The advantage is when the bending occurs it doesn't make the big ends rub against each other and against the crank cheeks. Again the narrower bearings have less chance of being "pinched". The piston guided setup under normal conditions will have less friction due to inherent design advantage of have less rubbing surfaces. Mercedes and Ferrari implement piston guided setups in some of their street engines.

I will try to post more later, there is a very interesting article, I believe it is a British Superbike crankshaft study, it's by Riccardo in the UK and it deals with flexing and vibration. Riccardo are responsible for many advanced engines like the one used in the McLaren etc.

If you think about it, bearing design has had to improve due to the thinner oils being used in modern engines.

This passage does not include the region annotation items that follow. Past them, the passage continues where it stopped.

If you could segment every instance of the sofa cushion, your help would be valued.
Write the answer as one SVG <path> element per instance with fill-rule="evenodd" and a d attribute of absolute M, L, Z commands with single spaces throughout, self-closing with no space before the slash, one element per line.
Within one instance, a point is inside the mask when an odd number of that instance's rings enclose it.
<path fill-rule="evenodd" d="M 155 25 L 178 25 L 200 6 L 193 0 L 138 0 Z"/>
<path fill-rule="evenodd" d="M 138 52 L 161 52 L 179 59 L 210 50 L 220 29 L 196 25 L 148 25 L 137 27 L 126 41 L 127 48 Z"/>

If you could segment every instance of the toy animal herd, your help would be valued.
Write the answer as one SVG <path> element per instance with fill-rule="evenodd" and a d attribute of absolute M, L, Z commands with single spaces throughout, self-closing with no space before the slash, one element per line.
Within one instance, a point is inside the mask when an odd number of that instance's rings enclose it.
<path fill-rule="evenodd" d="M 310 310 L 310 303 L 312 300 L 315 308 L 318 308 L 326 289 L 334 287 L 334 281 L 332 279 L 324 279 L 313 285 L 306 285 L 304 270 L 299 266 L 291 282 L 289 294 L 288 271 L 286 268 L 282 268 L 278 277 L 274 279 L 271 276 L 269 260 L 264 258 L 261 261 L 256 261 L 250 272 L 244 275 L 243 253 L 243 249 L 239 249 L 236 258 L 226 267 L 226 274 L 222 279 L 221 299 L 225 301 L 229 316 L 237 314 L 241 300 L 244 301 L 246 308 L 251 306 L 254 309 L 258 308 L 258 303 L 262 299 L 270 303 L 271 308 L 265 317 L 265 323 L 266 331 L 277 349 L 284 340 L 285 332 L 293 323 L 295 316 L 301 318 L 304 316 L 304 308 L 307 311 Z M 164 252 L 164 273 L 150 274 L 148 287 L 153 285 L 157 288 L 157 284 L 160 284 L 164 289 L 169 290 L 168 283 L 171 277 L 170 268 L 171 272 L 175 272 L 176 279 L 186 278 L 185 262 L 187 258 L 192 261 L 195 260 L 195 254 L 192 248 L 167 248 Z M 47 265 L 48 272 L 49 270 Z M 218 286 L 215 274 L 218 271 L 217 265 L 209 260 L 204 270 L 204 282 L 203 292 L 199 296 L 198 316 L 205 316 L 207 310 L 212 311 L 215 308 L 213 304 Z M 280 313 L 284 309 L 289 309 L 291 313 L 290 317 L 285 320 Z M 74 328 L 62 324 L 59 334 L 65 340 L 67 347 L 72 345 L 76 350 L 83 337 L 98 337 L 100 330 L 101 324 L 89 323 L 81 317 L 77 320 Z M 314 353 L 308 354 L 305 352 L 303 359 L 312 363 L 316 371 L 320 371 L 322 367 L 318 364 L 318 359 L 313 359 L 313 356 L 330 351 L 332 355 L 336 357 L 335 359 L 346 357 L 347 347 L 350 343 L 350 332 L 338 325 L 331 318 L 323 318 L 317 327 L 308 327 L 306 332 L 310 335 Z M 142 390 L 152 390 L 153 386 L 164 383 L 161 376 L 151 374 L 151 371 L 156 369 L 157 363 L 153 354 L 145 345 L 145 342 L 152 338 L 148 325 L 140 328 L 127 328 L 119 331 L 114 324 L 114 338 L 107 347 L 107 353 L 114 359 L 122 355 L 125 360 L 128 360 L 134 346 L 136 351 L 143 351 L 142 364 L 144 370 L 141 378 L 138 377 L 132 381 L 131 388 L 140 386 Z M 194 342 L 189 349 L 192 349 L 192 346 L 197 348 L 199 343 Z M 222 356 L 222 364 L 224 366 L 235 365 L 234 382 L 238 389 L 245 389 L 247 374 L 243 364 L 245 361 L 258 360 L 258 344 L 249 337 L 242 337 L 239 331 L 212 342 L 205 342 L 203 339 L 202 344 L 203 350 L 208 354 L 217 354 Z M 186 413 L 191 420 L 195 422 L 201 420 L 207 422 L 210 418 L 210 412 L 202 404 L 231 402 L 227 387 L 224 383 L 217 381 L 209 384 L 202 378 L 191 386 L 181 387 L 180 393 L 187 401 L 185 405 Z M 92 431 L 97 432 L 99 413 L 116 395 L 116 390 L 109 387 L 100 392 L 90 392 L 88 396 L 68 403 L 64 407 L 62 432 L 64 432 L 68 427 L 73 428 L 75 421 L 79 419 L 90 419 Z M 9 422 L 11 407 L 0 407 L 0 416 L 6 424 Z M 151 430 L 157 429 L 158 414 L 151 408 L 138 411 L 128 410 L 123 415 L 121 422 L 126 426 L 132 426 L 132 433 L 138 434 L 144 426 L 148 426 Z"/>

The critical separation of the crank or rod bearings against the crankshaft is now smaller due to the thinner oil so the inherent design of the bearing has to improve to carry the same or greater loads with that thinner oil.

GregBBRD

I hope you understand that I'm not trying to dissuade you from following the course you have chosen and you are taking what I'm saying as just a pure theoretical discussion.

I agree that the picture of the main bearings is probably very old....it has been many years since I've seen a set of "Nascar" bearings that were not coated.

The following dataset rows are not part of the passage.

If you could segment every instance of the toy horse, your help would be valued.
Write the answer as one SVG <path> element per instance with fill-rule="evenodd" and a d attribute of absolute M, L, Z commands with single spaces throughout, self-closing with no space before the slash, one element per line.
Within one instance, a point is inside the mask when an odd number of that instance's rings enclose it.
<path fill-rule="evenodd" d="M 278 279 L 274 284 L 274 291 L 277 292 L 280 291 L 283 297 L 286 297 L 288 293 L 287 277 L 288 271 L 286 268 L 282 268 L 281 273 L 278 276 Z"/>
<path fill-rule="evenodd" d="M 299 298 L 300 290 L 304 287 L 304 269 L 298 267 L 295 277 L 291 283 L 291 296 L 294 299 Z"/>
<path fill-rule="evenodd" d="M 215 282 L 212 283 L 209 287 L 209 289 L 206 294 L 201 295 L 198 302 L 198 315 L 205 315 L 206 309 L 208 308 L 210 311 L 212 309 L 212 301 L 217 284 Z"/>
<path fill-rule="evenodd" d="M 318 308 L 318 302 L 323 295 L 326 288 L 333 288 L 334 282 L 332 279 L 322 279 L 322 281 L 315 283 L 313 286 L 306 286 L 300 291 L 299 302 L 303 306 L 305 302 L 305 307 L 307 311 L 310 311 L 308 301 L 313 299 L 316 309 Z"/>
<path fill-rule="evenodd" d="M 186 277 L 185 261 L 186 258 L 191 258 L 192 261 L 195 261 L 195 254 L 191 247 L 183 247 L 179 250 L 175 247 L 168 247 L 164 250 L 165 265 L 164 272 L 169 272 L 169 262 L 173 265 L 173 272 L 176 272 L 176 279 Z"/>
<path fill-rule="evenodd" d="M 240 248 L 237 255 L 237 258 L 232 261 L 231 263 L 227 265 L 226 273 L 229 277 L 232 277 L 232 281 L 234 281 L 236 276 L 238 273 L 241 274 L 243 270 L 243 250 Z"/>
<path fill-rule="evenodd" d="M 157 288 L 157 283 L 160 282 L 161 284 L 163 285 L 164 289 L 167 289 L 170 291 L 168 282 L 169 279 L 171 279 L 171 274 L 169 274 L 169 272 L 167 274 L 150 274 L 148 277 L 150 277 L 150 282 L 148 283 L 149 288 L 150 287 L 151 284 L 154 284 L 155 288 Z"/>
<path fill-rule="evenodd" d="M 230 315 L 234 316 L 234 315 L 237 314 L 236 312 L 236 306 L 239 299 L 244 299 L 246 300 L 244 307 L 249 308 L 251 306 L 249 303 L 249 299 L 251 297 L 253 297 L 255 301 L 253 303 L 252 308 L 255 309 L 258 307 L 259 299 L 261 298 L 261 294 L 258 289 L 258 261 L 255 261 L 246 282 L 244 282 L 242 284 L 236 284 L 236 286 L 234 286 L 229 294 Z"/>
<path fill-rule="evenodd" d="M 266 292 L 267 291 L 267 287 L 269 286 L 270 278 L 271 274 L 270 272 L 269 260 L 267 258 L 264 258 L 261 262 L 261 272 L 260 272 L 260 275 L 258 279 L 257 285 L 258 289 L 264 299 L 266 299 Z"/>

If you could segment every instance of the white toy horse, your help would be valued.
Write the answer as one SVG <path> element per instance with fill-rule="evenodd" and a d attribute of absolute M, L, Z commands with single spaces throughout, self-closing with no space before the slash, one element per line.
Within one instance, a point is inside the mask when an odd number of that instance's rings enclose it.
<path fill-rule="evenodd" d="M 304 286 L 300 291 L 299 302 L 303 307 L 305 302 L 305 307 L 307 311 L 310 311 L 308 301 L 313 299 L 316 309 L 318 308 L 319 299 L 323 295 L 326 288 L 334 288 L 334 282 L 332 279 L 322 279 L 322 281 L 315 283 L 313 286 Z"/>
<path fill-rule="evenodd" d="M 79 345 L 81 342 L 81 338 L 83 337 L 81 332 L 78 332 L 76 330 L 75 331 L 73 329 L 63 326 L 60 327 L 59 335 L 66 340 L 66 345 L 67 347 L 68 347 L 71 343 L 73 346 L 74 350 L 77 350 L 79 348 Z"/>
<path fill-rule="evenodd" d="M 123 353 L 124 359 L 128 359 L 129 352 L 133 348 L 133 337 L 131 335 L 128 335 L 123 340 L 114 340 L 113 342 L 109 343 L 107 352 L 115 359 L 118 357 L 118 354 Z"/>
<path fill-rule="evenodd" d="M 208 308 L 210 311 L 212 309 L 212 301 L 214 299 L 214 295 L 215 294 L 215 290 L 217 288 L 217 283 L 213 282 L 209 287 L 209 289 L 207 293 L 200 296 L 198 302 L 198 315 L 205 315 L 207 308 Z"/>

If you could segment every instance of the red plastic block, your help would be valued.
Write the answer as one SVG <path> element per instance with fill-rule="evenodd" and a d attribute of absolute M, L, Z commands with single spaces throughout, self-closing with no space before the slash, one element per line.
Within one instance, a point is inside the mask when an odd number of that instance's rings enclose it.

The point I was trying to make is that amazing few things that happen inside race engines actually will work on a "street" engine.

Take piston guided rods, for instance: On a crank guided rod, the clearance between the crank and the rod does more than just guide the rod....it controls the amount of oil that is "lost" from the rod bearings. Obviously, without some sort of resistance at the very end of an oiling system, there will be no or significantly reduced pressure. The rod side clearance provides this resistance and ensures that there will be oil pressure at lower rpms....this is one of the factors that I take into account in every engine I design and build.

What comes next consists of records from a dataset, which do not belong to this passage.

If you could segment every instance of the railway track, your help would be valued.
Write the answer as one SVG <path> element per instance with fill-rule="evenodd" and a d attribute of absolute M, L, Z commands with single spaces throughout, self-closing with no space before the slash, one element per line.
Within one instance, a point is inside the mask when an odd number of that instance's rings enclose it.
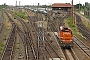
<path fill-rule="evenodd" d="M 90 57 L 90 48 L 84 44 L 81 40 L 79 40 L 77 37 L 74 36 L 74 42 L 76 43 L 76 45 L 78 45 L 81 50 L 88 56 Z"/>
<path fill-rule="evenodd" d="M 33 18 L 30 19 L 29 16 L 28 16 L 28 19 L 30 22 L 31 22 L 31 20 L 34 20 Z M 40 21 L 40 20 L 38 20 L 38 21 Z M 31 23 L 33 23 L 33 22 L 31 22 Z M 37 36 L 38 36 L 38 40 L 36 41 L 36 43 L 37 43 L 37 60 L 42 60 L 42 59 L 44 59 L 44 60 L 52 59 L 53 60 L 54 58 L 61 59 L 61 57 L 58 55 L 58 53 L 53 48 L 52 44 L 43 35 L 45 30 L 43 28 L 36 28 L 37 26 L 34 26 L 34 25 L 33 25 L 33 27 L 35 29 L 34 31 L 37 33 Z"/>
<path fill-rule="evenodd" d="M 82 33 L 82 35 L 85 36 L 84 39 L 89 42 L 89 40 L 90 40 L 90 31 L 83 24 L 80 16 L 78 16 L 78 15 L 75 15 L 75 16 L 76 16 L 77 28 L 80 30 L 80 32 Z"/>
<path fill-rule="evenodd" d="M 68 48 L 68 49 L 62 48 L 62 51 L 64 53 L 66 60 L 78 60 L 72 48 Z"/>
<path fill-rule="evenodd" d="M 4 47 L 3 54 L 0 60 L 11 60 L 12 59 L 15 40 L 16 40 L 16 26 L 13 24 L 10 36 L 7 39 L 7 43 Z"/>

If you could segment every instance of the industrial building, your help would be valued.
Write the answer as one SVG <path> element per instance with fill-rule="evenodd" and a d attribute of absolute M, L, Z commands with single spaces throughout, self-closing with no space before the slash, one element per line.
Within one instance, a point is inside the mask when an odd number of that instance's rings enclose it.
<path fill-rule="evenodd" d="M 54 3 L 51 7 L 54 13 L 66 13 L 68 16 L 72 15 L 72 5 L 70 3 Z"/>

This is not as important of a factor in a pure high rpm race engine that never idles....the shear volume of the oil delivered will make up for the loss of resistance. However, it will require a really interesting oil pump arrangement to provide enough oil pressure at idle and lower rpms for a piston guided rod.

My current generation of cranks have reduced rod journal dimensions....to both slow down the bearing speed and to allow me to select from a larger selection of higher quality rod bearings. I'm still using stock 928 main bearing dimensions, to keep the overlap on the longer stroke crankshafts within "tolerable" specifications. Even with this, I felt I had to make significant changes to the crankshaft design to make the crankshafts stiffer and stronger....especially for the longer stroke crankshafts.

My current cranks are approximately 5 pounds lighter that an equivalent stock stroke or stroker crankshaft, even with the increased stiffness.

It gets really interesting to remove much more material....the shear weight of the rods and pistons requires a certain amount of counterweight, in order to be able to balance the crankshaft. Obviously, a titanium rod and a super lightweight piston would reduce this requirement, but this puts the costs of constucting an engine even higher than they already are....and the costs are already way beyond most people's budgets.

The other factor in reducing the weight of a crankshaft is the relatively long 928 crankshaft. The distance from the main bearing to the rod journal is large...and this requires a certain amount of metal, just to connect the two.

I enjoy your ideas and new approach. Everything I post regarding the subject is not meant to be critical, but simply "food for thought".

john gill

Yeah great discussion , as now the acl bearings that I have using are no longer available as the company has closed its doors.

Strosek Ultra

Mercedes Benz is running piston guided rods for their engines like this top of the line SLS AMG V8.
Åke

Strosek Ultra

http://autotalk.com.au/industry-news...-shuts-up-shop

john gill

Yes Ake

That happened back in june I was able to buy a couple of sets before the closure, unfortunately the bearings that they supplied are so much better then the stock Glyco units , have tested them thoroughly on the race track.